Attendu qu'un banquier à qui a été remis un chèque en paiement peut parfaitement en porter immédiatement le crédit au compte de son client sans attendre le paiement effectif, cette inscription étant faite sous réserve d'encaissement et le banquier se réservant de contrepasser l'écriture si le chèque revient impayé ;

Attendu que, toutefois, la contrepassation doit intervenir dans un délai raisonnable et le banquier engage sa responsabilité pour avoir contrepassé tardivement un chèque impayé lorsque ce retard a fait

perdre au client la chance de pouvoir obtenir le recouvrement de sa créance ;

Attendu qu'en l'espèce il s'est écoulé plus de six mois entre le moment où BANCO PINTO etamp; SOTTO MAYOR, devenue BCP, a inscrit le chèque au crédit du compte de la société MARIANO et celui où elle a, sans avertissement, procédé à la contre-passation ;

Qu'un tel délai ne peut être qualifié de raisonnable ; qu'il résulte d'ailleurs des propres écritures de la BCP (argumentant à l'encontre de la BANCO POPULAR FRANCE) que la durée de traitement du chèque a présenté un caractère excessif ;

Attendu que la BCP, qui soutient que la société MARIANO a été informée en temps et heure, ne peut pourtant justifier par aucun document avoir directement informé sa cliente de l'impayé ; qu'elle n'établit pas que la société MARIANO aurait refusé qu'un débit soit effectué sur son compte, le courrier dont elle se prévaut à cette fin ayant été adressé par elle-même à la BANCO POPULAR COMERCIAL ;

Attendu qu'il incombait à la banque de procéder à la contrepassation de l'écriture dès qu'elle a eu connaissance de l'impayé ;

Attendu que la faute de la BCP à l'égard de sa cliente est donc avérée ;

Attendu que c'est en vain que la BCP tente de soutenir que la société MARIANO serait seule responsable de son préjudice ;

Que si le chèque n'a pas été remis à l'encaissement dans le délai de huit jours ainsi que le prévoit l'article 29 du décret-loi du 30 octobre 1935, mais dans un délai de six semaines, l'observance d'un tel délai en matière de commerce ne saurait être considérée comme fautive ; qu'en tout cas, il n'est ni allégué ni démontré qu'il serait en rapport avec le préjudice subi par la société MARIANO ;

Que, d'autre part, la BCP ne saurait éluder sa responsabilité en soutenant que la société MARIANO, connaissant parfaitement la

situation financière de M. Z..., a pris un risque inconsidéré en acceptant à nouveau un chèque en paiement ; qu'il est certes démontré l'existence de deux incidents de paiement au mois de février 1998 mais qu'ils ont été régularisés par le débiteur et qu'en tout état de cause le risque éventuellement pris par la société MARIANO ne peut faire disparaître la faute commise par la banque ;

Attendu que la société MARIANO était affiliée à la SFAC auprès de laquelle elle avait souscrit une assurance Crédit-Insolvabilité ;

Que la SAFAC, courtier, a le 30 mai 1999 adressé à la société MARIANO le courrier suivant:

"Nous venons d'examiner cette affaire sur le plan contractuel.
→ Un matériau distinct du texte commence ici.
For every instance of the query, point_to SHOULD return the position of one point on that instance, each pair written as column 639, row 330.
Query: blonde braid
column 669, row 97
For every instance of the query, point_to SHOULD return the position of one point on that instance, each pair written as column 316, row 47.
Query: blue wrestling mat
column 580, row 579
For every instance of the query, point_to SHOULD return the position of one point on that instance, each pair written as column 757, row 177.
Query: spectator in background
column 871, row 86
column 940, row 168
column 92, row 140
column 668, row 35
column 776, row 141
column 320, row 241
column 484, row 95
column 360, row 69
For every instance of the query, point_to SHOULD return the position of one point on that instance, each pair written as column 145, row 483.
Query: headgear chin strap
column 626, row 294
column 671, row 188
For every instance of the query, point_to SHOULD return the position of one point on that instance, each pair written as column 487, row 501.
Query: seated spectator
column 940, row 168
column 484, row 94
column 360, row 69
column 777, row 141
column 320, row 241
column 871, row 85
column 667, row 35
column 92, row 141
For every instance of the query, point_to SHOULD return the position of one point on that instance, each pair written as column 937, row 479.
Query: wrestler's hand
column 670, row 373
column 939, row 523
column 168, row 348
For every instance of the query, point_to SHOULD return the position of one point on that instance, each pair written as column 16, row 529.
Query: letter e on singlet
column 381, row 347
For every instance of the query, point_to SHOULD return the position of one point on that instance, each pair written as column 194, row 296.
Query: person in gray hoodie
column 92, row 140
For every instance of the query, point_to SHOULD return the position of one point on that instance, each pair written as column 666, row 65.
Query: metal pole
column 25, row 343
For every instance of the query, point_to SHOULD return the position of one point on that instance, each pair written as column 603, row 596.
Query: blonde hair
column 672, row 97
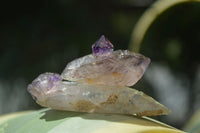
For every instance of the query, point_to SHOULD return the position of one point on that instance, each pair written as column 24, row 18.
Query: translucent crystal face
column 102, row 47
column 44, row 84
column 121, row 68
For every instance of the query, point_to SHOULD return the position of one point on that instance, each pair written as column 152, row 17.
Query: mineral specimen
column 73, row 96
column 97, row 83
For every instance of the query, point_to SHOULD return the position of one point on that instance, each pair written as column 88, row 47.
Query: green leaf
column 51, row 121
column 147, row 19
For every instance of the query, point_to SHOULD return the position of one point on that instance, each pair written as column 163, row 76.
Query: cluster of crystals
column 100, row 84
column 107, row 67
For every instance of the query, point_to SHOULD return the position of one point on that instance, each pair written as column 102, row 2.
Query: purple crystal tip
column 102, row 47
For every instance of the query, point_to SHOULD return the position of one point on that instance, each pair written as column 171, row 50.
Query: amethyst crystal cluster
column 98, row 83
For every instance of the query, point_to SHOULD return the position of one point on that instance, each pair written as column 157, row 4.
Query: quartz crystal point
column 122, row 68
column 73, row 96
column 102, row 47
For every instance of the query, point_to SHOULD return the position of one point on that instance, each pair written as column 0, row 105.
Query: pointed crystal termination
column 102, row 47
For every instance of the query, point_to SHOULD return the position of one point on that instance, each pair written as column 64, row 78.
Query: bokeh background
column 43, row 36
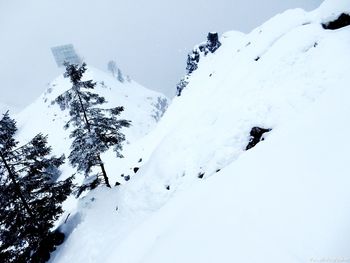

Votre créance s'élève à 66.246,58 F et provient d'opérations facturées en septembre 1998.

Au sens du Contrat, votre client s'est trouvé en état de manquement à ses obligations à votre égard dès le 10 décembre 1999 (en réalité 1998)

En application des dispositions contractuelles le dossier aurait dû nous être remis au plus tard dans les 4 mois de ce manquement.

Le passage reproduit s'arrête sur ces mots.